On the New York Mercantile Exchange, light, sweet crude futures for delivery in October traded at USD85.41 a barrel during European morning trade, tumbling 2.1%.
It earlier fell as much as 2.55% to trade at USD85.02 a barrel, the lowest price since September 6.
Concerns over a Greek debt default were mounted after weekend media reports that Germany’s Finance Ministry was studying the impact of a possible Greek default, including a scenario in which the debt-laden country exited the euro zone and reintroduced the drachma.
The news saw risk aversion sharpen, boosting the greenback and weighing heavily on riskier assets, such as stocks and commodities.
The dollar index, which tracks the performance of the greenback versus a basket of six other major currencies, gained 0.43% to trade at 78.05, the highest since February 22.
Oil prices typically weaken when the U.S. currency strengthens as the dollar-priced commodity becomes more expensive for holders of other currencies.
Elsewhere, Tropical Strom Nate weakened to a post-tropical cyclone after making landfall in central-eastern Mexico on Sunday, away from the oil-rich Gulf of Mexico region.
Oil majors British Petroleum and Exxon said workers were returning to oil facilities in the western Gulf, after being evacuated before the weekend.
Approximately 6% of oil output in the Gulf remained shut-in as of Friday, according to the U.S. Bureau of Ocean Energy Management, compared with 27% a week earlier.

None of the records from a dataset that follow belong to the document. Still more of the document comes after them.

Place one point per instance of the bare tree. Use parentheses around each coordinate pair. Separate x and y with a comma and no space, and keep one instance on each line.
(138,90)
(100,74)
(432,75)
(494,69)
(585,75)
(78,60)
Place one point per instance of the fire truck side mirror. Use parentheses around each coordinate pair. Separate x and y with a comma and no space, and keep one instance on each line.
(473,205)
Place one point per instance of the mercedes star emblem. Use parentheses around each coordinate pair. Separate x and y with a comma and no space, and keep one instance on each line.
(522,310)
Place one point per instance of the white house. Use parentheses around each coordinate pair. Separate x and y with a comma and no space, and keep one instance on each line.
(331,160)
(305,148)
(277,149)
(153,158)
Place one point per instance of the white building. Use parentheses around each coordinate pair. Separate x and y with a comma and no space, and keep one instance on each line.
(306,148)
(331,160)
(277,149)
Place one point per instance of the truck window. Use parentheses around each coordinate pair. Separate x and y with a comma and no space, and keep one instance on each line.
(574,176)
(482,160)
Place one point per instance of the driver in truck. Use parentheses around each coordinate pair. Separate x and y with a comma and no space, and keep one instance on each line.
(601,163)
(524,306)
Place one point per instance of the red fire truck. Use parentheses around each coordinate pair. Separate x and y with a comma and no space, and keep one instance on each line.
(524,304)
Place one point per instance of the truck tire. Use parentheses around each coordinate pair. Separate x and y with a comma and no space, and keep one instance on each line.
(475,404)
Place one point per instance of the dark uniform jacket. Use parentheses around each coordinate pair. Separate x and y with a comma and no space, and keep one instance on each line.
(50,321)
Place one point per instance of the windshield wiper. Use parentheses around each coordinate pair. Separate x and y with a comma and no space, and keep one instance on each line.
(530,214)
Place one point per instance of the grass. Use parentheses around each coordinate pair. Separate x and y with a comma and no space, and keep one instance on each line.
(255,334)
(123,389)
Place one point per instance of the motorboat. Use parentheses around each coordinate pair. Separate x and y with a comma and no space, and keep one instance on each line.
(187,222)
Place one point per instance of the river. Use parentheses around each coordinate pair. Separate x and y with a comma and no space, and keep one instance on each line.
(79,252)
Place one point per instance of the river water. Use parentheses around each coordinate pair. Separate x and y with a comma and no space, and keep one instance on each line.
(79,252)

Elsewhere, on the ICE Futures Exchange, Brent oil futures for October delivery dropped 1.85% to trade at USD108.89 a barrel, up USD23.48 a barrel on its U.S. counterpart.
Brent prices came under pressure after Libya’s interim Prime Minister Mahmoud Jibril said on Sunday that the country re-started oil production over the weekend and promised more would come online in the “near future.”